Generally speaking, technology changes and consumer demand for more specialised medicines will force pharma companies to reduce their reliance on mass-market drugs by developing products in new therapeutic areas and creating more personalised solutions.
“The last 18 months has seen much change in the sector and I think we will continue to see pharma businesses diversify their revenue mix away from higher-risk pharmaceuticals,” says Jones.
Changing of the guard
There are many challenges facing the pharma / biotech sector over the next few years, and nobody can say really how well it will fare. For instance, the low-cost manufacturing bases and growing IP within countries like India and China could well see companies in those countries pose a major threat to the established order.
Big pharma has long been one of the most powerful lobby groups in the US, skilfully exerting influence on health policy makers and key regulators such as the FDA, responsible for approving most medical products in the US. Many feel that this power may be on the wane. If so, there would be huge implications for the industry globally.
Clearly the halcyon days are coming to an end. The industry must now think creatively about how to address the current threats – a major part of which will be a more collaborative approach to research – while also addressing some of the negative perceptions of the industry.
One thing that has given analysts cause for some optimism in all of this is the gradual changing of the guard within many of the top drug companies. It is hoped that this will engender some fresh thinking in the boardrooms while also helping to reverse some of the negative perceptions of the industry.
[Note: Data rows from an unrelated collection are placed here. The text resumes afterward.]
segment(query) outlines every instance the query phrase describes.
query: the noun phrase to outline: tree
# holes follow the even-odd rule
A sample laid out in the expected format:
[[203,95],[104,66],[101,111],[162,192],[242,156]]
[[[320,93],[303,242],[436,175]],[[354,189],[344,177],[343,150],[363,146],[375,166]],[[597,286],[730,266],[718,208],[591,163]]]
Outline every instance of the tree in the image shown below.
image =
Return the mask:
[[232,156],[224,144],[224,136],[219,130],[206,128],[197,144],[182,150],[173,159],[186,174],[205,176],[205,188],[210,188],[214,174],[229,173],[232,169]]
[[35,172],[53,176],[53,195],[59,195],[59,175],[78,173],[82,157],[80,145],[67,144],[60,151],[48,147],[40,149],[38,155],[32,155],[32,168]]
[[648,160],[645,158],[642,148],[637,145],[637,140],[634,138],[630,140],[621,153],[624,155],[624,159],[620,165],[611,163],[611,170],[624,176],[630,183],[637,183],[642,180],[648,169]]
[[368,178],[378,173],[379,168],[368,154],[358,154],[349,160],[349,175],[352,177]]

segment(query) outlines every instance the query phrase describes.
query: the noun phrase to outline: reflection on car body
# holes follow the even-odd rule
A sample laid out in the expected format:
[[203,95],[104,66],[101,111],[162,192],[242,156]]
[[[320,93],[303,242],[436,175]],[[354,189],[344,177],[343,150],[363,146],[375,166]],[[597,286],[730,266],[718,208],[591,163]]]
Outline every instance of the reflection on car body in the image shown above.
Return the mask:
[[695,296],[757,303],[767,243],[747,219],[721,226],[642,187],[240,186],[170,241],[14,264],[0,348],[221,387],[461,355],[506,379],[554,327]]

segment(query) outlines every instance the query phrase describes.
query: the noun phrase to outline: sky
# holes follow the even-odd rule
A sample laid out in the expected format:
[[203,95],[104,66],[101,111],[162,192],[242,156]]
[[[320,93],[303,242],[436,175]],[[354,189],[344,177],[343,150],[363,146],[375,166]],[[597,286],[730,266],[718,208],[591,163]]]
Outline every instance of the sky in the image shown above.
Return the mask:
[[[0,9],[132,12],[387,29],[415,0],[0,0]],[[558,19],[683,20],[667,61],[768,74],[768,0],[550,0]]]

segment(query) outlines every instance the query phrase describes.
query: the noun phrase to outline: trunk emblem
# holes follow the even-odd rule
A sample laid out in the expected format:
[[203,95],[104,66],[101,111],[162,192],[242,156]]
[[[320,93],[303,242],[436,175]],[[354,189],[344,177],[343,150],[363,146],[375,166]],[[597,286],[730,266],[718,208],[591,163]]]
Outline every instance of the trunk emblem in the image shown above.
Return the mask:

In a major change of strategy the new head of GlaxoSmithKline Andrew Witty recently announced in UK newspaper the Guardian that he will slash prices on all medicines in the poorest countries, give back profits to be spent on hospitals and clinics and – most ground-breaking of all – share knowledge on potential drugs that are protected by patents.
It’s a radical idea, but the scale and scope of problems currently facing the industry demands no less.